Before the conspiratorially minded run wild with the fact that this was predicted to occur in 2020 by a major thinktank, I would like to remind readers that these surveys are usually written by guys like me who pick a nice round number before heading home for the day. Hence, it’s less instructive to focus on the eeriness of how much this prediction maps to reality, and perhaps more helpful to recognize why this trajectory was so predictable. It doesn’t take a conspiracy for a panel of 500 experts and 500 average people to agree that the future of the internet would likely involve an attempt to expand corporate influence on American lives. All it takes is a general understanding of history and awareness of the culture you were born into (which is probably why the 500 non-experts came to the same conclusions as the experts did). 

From the study’s summary:

When people are always on the grid, these experts believe it will cause stress and the disintegration of family and social life. It also might include oppressive surveillance by bosses and government. Other observations by these respondents: People will rebel against corporate control of their lives. Workers and institutions will have to draw boundaries.

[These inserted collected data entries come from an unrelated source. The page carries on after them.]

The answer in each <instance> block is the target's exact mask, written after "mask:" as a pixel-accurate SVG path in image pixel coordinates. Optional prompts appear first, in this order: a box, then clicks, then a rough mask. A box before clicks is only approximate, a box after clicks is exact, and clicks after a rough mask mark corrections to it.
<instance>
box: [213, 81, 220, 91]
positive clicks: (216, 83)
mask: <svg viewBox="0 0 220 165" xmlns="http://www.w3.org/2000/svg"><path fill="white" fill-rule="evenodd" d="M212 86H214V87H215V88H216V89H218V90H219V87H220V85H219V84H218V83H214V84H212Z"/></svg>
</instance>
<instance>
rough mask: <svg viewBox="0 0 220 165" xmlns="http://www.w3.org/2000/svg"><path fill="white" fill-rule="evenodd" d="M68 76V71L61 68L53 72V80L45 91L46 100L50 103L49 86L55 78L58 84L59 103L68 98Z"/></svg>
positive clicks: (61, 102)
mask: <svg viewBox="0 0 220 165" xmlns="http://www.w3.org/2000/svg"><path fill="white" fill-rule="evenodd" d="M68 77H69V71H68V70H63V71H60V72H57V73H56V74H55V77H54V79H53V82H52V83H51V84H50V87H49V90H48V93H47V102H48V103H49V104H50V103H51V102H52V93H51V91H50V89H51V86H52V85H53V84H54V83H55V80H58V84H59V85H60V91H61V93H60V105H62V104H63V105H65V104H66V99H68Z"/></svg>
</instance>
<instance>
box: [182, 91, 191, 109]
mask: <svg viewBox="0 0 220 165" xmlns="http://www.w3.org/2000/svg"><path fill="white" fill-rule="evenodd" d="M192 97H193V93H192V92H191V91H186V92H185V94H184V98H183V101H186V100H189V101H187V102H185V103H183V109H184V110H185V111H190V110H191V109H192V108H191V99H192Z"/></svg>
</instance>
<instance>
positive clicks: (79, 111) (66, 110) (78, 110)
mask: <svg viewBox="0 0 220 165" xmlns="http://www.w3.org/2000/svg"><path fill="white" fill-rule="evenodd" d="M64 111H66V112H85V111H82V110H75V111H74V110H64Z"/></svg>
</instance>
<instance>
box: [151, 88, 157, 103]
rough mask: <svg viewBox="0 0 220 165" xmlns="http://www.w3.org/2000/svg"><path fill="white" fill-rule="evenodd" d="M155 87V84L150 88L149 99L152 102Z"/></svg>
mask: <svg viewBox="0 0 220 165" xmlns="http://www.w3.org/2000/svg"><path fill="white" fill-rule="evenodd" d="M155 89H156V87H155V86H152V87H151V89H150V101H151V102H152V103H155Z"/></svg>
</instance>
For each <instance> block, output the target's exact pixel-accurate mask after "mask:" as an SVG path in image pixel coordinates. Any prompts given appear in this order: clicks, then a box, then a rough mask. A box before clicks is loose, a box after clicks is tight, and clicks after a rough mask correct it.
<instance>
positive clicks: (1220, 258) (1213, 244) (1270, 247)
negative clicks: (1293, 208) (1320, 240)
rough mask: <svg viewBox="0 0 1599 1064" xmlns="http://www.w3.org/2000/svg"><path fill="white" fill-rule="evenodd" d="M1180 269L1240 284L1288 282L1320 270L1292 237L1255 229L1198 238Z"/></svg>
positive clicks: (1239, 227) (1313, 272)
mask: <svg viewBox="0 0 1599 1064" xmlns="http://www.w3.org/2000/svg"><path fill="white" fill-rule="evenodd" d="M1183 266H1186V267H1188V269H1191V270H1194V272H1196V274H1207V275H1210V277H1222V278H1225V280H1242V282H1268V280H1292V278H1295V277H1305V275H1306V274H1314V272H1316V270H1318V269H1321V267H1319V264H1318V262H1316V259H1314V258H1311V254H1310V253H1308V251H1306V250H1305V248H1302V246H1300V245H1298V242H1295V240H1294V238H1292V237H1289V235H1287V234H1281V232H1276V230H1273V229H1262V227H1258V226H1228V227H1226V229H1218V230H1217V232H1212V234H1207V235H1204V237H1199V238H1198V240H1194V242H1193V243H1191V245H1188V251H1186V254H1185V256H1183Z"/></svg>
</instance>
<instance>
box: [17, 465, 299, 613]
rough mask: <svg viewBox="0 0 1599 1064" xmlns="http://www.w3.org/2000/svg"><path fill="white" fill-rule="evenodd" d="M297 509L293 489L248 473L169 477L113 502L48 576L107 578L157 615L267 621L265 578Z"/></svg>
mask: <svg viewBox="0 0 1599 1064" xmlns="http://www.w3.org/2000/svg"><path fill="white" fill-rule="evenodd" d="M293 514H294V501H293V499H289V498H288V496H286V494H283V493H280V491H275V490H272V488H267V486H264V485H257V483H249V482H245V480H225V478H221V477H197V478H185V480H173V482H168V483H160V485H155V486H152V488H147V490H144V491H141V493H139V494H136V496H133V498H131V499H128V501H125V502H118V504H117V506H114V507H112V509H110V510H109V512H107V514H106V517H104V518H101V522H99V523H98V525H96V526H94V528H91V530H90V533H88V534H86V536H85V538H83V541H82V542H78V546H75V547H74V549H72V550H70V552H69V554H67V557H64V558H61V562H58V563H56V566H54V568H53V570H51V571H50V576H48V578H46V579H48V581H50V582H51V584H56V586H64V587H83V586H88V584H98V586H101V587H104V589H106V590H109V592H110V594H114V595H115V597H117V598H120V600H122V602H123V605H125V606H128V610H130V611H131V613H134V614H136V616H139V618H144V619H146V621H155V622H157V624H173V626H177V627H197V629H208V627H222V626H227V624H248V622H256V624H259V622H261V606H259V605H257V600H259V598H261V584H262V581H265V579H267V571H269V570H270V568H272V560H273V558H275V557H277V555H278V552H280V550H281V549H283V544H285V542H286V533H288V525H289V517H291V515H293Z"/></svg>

It’s in the boundary-drawing where we find “Quiet Quitting,” right next to every other attempt to shame people for daring to find value in anything aside from productivity. It’s a reclamation, not a revolution. 

But it’s no less important or radical for that. It’s another vital battleground in the long war with those who think their bank accounts are more valuable than your time. And it’s still crucial to heed Kwame Ture’s warning against getting distracted or confused, and to remember what you’re fighting for, and against. Remnants of the Homestead Steel Works are still standing in Southwestern Pennsylvania, including the smokestacks and the pumphouse where Pinkertons first landed. You can stop by and see the monuments anytime you like at The Waterfront outdoor shopping mall, built over the former steel plant in 1999. The Fuddruckers closed a bunch of years back but there’s still a Dave & Buster’s.